アニメの主題歌などの「アニソン」ですが、ここ最近は、ビッグネームのアーティストがオープニングやエンディングの楽曲を担当したりして、アニメ関連の楽曲がゴージャスになっていますね。
昭和~平成の始めは、TVドラマの主題歌がミリオンセラーになったりで勢いがありましたが、令和の昨今は映画かアニメ関連がゴージャスな気がします。
私の中にある「アニソン」は、ヒットチャートとは一線を画した独自の路線を突っ走る楽曲だったイメージですが、今やJ-POPの最先端はアニメにあり!ぐらいの勢いになってますね。
昔のアニソンだと、燃え盛るような歌い上げで、最後の1音をず~っと伸ばすのがそれっぽかったと記憶していますが、今はほとんど伸ばさず、伸ばしてもコードをチャカチャカ変えて聴き手を引き付けたままにするという印象があります。
私の狭い視聴範囲が理由かもしれませんが、アニソンという区切りがなくなってゆくのではないかと思えるほどです。
私は、よく地方局のラジオを聴くのですが、特にAM放送だと、昭和の香りの強い「こんな歌があったんだ」という曲が流れてきたりします。
始めて聴く曲は、すぐにメロディとコードに関心が行くのですが、昭和の歌はとにかくコード進行がまったりしていて、メロディも複雑でなく覚えやすいものが多いですね。
特に、サビの終わりなどは1音を長~く伸ばして、そこで美声を振り絞ってビブラートを披露するような、そんな展開が多いなと感じます。
この1音伸ばしですが、色々と昔の曲を聴いていると、時に「ちょっと気恥ずかしい」と感じる瞬間があります。1コードと1音で長く伸ばている曲を聴くと、なんかこうメロディかコードを照れ隠しのようにいじりたくなってしまう時があります。

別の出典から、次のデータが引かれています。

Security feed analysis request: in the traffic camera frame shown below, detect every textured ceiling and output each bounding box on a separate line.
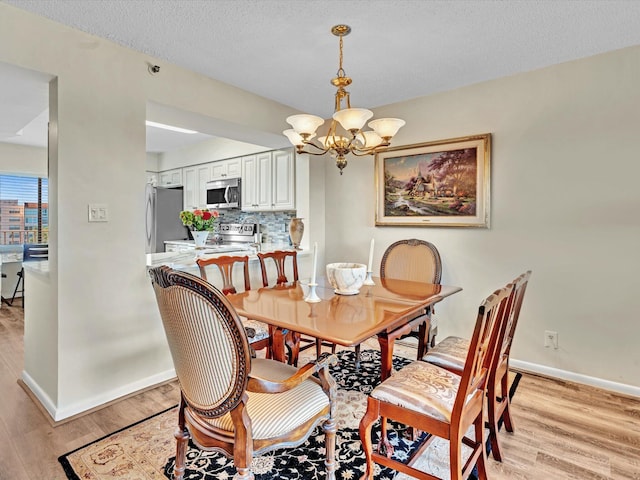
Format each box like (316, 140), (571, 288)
(4, 0), (640, 150)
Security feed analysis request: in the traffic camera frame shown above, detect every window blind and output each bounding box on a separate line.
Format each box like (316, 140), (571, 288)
(0, 175), (49, 245)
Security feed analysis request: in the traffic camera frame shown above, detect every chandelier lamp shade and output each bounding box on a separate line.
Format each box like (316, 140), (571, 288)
(282, 25), (405, 175)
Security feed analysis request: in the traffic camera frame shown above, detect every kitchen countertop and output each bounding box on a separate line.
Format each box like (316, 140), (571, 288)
(147, 244), (312, 270)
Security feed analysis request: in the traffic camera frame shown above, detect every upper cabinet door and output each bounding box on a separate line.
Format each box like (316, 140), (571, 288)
(271, 150), (296, 210)
(210, 158), (242, 180)
(242, 150), (295, 212)
(158, 168), (182, 187)
(240, 155), (258, 212)
(226, 158), (242, 178)
(256, 152), (273, 211)
(182, 163), (211, 210)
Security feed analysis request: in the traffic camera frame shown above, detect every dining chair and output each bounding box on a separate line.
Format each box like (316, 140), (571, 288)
(196, 255), (271, 358)
(7, 243), (49, 308)
(258, 250), (336, 365)
(149, 266), (336, 480)
(378, 238), (442, 360)
(360, 288), (509, 480)
(422, 270), (531, 462)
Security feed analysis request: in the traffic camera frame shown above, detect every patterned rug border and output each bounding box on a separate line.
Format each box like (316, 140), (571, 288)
(58, 350), (522, 480)
(58, 403), (178, 480)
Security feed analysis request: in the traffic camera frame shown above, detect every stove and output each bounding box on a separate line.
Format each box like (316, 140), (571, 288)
(210, 223), (260, 246)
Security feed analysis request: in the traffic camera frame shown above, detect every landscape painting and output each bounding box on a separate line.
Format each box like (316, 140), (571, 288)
(376, 134), (491, 228)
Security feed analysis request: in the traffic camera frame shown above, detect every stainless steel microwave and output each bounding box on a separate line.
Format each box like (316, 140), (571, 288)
(206, 178), (240, 209)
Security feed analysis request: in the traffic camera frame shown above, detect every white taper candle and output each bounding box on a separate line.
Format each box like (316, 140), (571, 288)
(367, 238), (374, 272)
(311, 242), (318, 285)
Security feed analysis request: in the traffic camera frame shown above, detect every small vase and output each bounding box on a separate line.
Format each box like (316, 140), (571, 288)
(289, 218), (304, 250)
(191, 230), (209, 249)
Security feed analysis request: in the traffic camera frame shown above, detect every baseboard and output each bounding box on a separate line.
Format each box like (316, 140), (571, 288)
(22, 369), (176, 425)
(18, 370), (56, 419)
(509, 359), (640, 397)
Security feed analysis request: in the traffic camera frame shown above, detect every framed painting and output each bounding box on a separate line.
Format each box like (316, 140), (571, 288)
(375, 133), (491, 228)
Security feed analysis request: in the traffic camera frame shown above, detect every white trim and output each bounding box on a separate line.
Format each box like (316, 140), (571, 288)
(22, 370), (56, 418)
(22, 368), (176, 422)
(509, 360), (640, 398)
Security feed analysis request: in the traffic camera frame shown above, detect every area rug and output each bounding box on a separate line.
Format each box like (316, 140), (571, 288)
(59, 350), (516, 480)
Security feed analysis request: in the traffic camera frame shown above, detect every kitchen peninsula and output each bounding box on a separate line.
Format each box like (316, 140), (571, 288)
(147, 243), (312, 289)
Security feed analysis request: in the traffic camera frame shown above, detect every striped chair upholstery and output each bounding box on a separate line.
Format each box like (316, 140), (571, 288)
(150, 266), (336, 480)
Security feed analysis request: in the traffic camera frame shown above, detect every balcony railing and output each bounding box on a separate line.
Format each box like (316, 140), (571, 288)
(0, 230), (49, 245)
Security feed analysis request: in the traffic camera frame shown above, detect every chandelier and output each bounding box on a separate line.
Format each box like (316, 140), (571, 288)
(282, 25), (405, 175)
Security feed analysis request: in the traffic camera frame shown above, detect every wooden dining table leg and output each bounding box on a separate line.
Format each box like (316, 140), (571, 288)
(270, 327), (287, 363)
(378, 334), (395, 382)
(378, 334), (394, 458)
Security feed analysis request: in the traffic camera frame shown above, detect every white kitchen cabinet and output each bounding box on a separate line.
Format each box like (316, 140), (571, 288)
(210, 158), (242, 180)
(158, 168), (182, 187)
(146, 170), (158, 186)
(271, 150), (296, 210)
(182, 163), (211, 210)
(242, 150), (295, 212)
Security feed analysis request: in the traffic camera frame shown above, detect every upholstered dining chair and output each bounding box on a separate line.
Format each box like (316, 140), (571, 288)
(380, 238), (442, 359)
(150, 266), (336, 480)
(360, 288), (509, 480)
(196, 255), (271, 358)
(258, 250), (335, 365)
(423, 270), (531, 462)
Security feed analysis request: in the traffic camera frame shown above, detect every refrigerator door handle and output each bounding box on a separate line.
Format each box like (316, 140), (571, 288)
(144, 186), (154, 253)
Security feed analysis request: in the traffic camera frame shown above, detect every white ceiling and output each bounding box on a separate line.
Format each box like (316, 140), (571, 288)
(0, 0), (640, 152)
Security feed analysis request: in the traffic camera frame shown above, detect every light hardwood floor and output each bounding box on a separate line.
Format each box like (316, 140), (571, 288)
(0, 302), (640, 480)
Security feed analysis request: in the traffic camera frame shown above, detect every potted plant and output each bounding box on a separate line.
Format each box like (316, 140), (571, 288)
(180, 208), (220, 248)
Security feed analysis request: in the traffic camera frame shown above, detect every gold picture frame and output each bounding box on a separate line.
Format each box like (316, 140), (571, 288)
(375, 133), (491, 228)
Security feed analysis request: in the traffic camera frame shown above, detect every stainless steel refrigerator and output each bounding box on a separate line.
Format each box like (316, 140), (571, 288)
(145, 183), (189, 253)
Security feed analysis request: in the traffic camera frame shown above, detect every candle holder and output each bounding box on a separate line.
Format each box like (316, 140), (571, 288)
(363, 272), (375, 285)
(304, 283), (322, 303)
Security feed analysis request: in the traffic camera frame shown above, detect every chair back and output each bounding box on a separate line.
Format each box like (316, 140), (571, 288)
(454, 287), (511, 413)
(196, 255), (251, 295)
(494, 270), (531, 365)
(150, 266), (251, 417)
(258, 250), (298, 287)
(380, 238), (442, 283)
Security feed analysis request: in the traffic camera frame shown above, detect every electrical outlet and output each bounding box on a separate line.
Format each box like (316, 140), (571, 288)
(544, 330), (558, 350)
(88, 203), (109, 222)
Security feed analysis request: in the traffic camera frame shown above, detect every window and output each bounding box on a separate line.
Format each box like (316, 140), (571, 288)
(0, 175), (49, 245)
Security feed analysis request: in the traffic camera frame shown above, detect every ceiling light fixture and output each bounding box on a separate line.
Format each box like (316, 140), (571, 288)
(145, 120), (198, 134)
(282, 25), (405, 175)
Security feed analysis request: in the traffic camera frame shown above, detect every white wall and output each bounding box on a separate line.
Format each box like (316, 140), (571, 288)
(0, 3), (304, 420)
(325, 47), (640, 394)
(0, 142), (47, 177)
(158, 138), (271, 171)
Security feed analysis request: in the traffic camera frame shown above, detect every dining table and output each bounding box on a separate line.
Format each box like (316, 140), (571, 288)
(227, 277), (462, 380)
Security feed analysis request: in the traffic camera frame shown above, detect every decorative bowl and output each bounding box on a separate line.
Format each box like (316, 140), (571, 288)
(327, 263), (367, 295)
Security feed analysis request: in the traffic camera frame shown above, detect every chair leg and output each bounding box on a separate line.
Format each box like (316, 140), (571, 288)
(449, 428), (464, 480)
(359, 397), (378, 480)
(322, 418), (338, 480)
(416, 321), (429, 360)
(487, 380), (502, 462)
(500, 366), (515, 433)
(173, 400), (189, 480)
(474, 410), (488, 480)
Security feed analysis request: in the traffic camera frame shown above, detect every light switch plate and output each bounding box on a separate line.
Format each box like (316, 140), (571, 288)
(89, 203), (109, 222)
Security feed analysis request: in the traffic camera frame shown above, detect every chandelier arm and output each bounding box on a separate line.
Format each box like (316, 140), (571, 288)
(302, 141), (330, 155)
(297, 147), (328, 156)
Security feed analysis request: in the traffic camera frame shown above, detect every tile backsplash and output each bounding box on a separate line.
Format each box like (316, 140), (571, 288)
(220, 209), (296, 245)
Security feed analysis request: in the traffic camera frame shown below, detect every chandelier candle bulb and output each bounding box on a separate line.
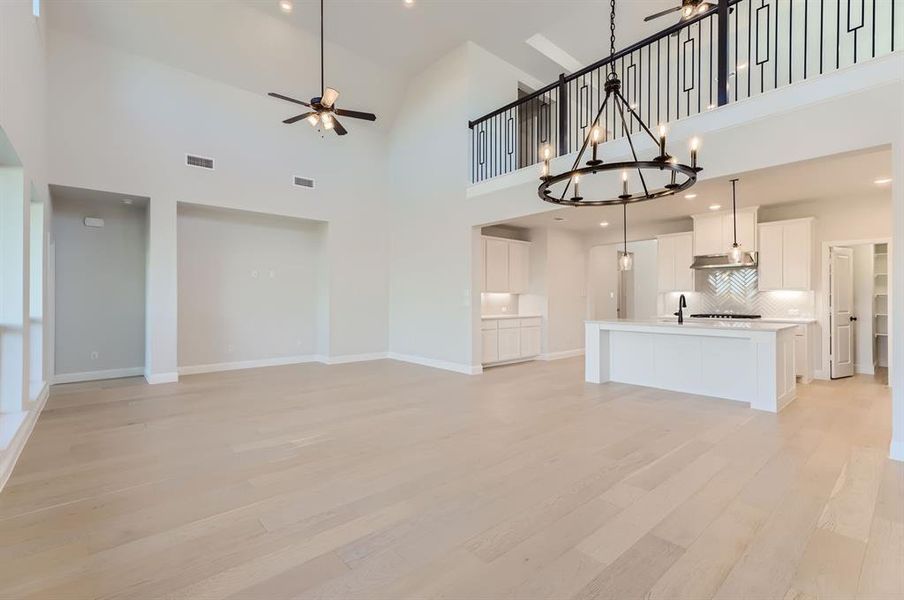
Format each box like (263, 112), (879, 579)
(659, 125), (666, 156)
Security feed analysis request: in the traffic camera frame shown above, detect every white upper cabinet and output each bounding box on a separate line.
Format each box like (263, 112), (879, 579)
(483, 238), (509, 292)
(509, 243), (530, 294)
(656, 232), (694, 292)
(481, 237), (530, 294)
(758, 218), (813, 291)
(693, 207), (758, 256)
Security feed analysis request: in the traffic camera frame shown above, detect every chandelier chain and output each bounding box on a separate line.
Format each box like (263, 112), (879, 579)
(609, 0), (615, 73)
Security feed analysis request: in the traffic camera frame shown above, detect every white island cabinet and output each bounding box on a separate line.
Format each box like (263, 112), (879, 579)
(584, 321), (796, 412)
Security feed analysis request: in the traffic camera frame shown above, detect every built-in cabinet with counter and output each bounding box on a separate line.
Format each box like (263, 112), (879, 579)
(480, 316), (542, 365)
(691, 206), (759, 256)
(480, 236), (530, 294)
(757, 217), (814, 291)
(656, 231), (694, 292)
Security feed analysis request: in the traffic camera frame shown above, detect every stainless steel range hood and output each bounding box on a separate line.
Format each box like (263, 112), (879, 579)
(691, 252), (757, 269)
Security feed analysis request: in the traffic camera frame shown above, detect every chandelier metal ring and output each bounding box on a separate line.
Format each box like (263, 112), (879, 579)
(537, 160), (700, 206)
(537, 0), (702, 206)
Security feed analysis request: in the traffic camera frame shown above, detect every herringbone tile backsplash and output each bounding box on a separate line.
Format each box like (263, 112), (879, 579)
(663, 269), (814, 317)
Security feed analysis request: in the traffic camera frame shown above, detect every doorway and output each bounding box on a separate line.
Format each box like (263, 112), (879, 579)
(827, 240), (890, 382)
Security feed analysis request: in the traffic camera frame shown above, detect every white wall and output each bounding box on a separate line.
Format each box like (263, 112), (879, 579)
(48, 29), (389, 381)
(853, 241), (876, 375)
(53, 195), (147, 378)
(759, 195), (892, 378)
(179, 205), (329, 369)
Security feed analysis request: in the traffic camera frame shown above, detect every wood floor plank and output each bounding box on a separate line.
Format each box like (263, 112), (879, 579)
(0, 359), (892, 600)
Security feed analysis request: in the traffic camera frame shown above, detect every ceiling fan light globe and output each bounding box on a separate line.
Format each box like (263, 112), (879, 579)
(320, 88), (339, 108)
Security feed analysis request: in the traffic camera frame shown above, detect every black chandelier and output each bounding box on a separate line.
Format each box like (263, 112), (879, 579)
(537, 0), (702, 206)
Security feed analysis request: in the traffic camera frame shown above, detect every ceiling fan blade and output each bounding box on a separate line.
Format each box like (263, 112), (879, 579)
(267, 92), (311, 108)
(644, 6), (683, 21)
(283, 111), (317, 125)
(333, 108), (377, 121)
(320, 88), (339, 108)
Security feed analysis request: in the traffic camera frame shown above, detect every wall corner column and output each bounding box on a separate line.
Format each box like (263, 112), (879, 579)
(144, 195), (179, 384)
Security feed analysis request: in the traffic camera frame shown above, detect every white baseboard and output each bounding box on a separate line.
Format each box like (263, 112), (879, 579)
(0, 385), (50, 492)
(144, 371), (179, 385)
(387, 352), (483, 375)
(178, 354), (325, 375)
(53, 367), (144, 384)
(854, 364), (876, 375)
(321, 352), (389, 365)
(888, 440), (904, 461)
(537, 348), (584, 360)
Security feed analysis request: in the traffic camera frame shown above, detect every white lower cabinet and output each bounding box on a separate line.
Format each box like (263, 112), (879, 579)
(521, 327), (540, 356)
(499, 327), (521, 361)
(480, 317), (541, 365)
(480, 329), (499, 362)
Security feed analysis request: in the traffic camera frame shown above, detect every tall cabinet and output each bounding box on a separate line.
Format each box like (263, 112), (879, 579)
(758, 217), (814, 291)
(656, 231), (694, 292)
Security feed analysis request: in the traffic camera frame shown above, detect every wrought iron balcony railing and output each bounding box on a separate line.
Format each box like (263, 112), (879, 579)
(468, 0), (904, 183)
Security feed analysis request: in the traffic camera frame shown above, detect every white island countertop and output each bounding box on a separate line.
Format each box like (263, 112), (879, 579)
(585, 319), (795, 337)
(584, 319), (798, 412)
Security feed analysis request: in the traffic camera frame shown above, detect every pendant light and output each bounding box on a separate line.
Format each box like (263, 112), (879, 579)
(618, 202), (634, 271)
(728, 179), (744, 264)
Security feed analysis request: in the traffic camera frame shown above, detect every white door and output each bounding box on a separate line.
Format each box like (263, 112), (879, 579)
(829, 248), (856, 379)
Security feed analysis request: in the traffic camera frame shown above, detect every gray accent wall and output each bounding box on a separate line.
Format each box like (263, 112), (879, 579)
(53, 193), (147, 375)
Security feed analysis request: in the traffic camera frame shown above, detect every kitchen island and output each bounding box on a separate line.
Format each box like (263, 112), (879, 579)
(584, 320), (796, 412)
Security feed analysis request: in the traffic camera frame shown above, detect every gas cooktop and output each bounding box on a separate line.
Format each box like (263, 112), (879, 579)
(691, 313), (762, 319)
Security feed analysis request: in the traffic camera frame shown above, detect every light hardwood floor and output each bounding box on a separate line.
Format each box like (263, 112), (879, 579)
(0, 359), (904, 600)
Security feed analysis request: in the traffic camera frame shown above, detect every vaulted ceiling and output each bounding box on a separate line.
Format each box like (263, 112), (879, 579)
(47, 0), (677, 124)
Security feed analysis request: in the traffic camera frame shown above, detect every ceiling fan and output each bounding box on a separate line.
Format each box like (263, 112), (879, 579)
(644, 0), (716, 21)
(267, 0), (377, 135)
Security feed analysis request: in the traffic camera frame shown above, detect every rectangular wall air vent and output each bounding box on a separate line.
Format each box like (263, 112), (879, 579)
(185, 154), (213, 171)
(295, 177), (314, 189)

昨今のチャカチャカ音像を変えている楽曲に耳が慣れているからかもしれませんが、単純明快なメロディをモットーとする私でも、なんかこういじりたくなるのです。
でも、ちょっと気づいたのは、私はあくまでもメロディ音符とコード和音だけをデータとして聴いているときに気恥ずかしくなるのであって、歌声そのものを聴いていなかったのではないかと。この歌の作曲者は、この歌手のビブラートを存分に披露させてあげたくて、あえて最後の1音を伸ばして作ったのではないかと。
確かに、昨今はDTMで曲全体(全パート)を作曲できますが、昭和当時は、作曲時点ではピアノかアコギ+歌1本という感じだったのでしょうし、この環境で情感を表現するには複雑なコードチェンジよりも歌唱力の引き出しが良いと狙いを定めていたのかもしれません。
モノは試しで、今度、2小節同じコードで1音伸ばしメロディの曲を作ってみましょうかね。自分が気恥ずかしくなるかどうか…時代を越えた音像でチャレンジをしてみようかなと思います。
最後まで読んでいただき、ありがとうございました。